The rest of the country should care, however. Both of these men are world class phonies when it comes to their leadership during the pandemic. They each claim they were heroes for forcing businesses to open up when the truth is they were never really closed down. It’s only in the fevered minds of those intent upon seeing the pandemic as some kind of political act, that any of the mitigation efforts were draconian assaults on our individual freedoms.
MSNBC’s Ari Melber hosted a special recently revisiting Trump’s COVID response based upon his taped interviews with Bob Woodward, who released them with a book called “The Trump Tapes.” Listening to the excerpts of the interviews it became clear once again just how irresponsible and reckless Trump was in his handling of the crisis.

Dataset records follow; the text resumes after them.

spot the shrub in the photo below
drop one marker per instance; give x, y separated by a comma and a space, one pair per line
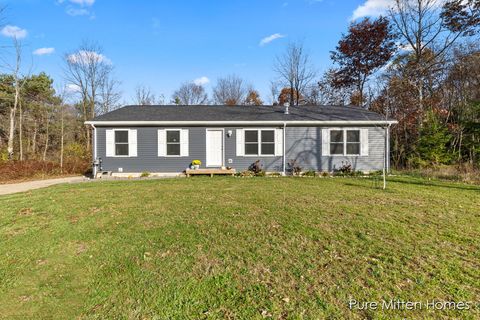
274, 174
310, 173
294, 168
345, 169
256, 169
246, 174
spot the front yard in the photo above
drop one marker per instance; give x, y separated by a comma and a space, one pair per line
238, 248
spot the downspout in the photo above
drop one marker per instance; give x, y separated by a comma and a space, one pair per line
94, 169
284, 148
388, 148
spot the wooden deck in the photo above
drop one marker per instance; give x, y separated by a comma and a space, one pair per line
210, 172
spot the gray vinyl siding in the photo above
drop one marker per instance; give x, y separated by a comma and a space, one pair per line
303, 144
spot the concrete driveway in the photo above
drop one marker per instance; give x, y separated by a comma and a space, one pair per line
31, 185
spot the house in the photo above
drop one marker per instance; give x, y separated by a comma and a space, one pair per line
166, 139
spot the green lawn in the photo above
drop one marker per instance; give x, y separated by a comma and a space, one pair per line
238, 248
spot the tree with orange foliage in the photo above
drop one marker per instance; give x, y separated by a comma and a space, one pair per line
367, 47
286, 97
253, 98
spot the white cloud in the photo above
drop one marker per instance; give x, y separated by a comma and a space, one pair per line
271, 38
43, 51
372, 8
88, 57
201, 81
83, 2
79, 2
77, 12
14, 32
72, 88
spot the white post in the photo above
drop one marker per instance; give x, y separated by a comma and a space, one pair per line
284, 148
94, 171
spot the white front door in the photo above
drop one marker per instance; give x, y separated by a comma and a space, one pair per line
214, 147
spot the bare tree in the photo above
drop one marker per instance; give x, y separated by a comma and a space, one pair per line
429, 30
230, 91
87, 70
274, 91
190, 93
17, 84
110, 96
295, 71
144, 96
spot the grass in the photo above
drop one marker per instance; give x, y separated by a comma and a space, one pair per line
238, 248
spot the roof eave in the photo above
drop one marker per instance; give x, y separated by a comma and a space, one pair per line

It was all about how it was affecting his re-election campaign. In an echo of his refusing to concede the election despite all the legitimate legal election experts telling him that he’d lost, he also ignored all the science and medical experts who informed that COVID was going to kill vast numbers of people unless he mustered a rapid federal response. Trump just refuses to listen to anyone or hear anything he doesn’t want to hear.
Perhaps the most telling moment of the tapes is when Woodward asks him if he considered the crisis his greatest test of leadership and he instantly replied, “no!” He was wrong. It was. And he failed.
Likewise Ron Desantis’ vaunted response was also a miserable failure. The NY Times analyzed the data on his state’s results and they are not good. DeSantis pushed for vaccinations for people 65 and older early on but started going the other way once they were approved for younger people and then instituted a crusade against mandates for health workers and cruise ship employees effectively undermining the accepted public health approach to a pandemic. Florida ended up with many fewer vaccinated people when the big Delta wave hit and the consequences were severe:
Floridians died at a higher rate, adjusted for age, than residents of almost any other state during the Delta wave, according to the Times analysis. With less than 7 percent of the nation’s population, Florida accounted for 14 percent of deaths between the start of July and the end of October.
He too was planning for his presidential campaign and wanted to be on the side of the emerging anti-vaxx sentiments on the right, no matter how many people had to die.
Both of these men were serving as executive leaders during a time of great crisis and peril. And they both cravenly and cynically put their political ambitions ahead of their duty to protect American citizens. Whatever promises they make about the future we already know who they are and what they will do as leaders. They failed their test and disqualified themselves for high office ever in the future.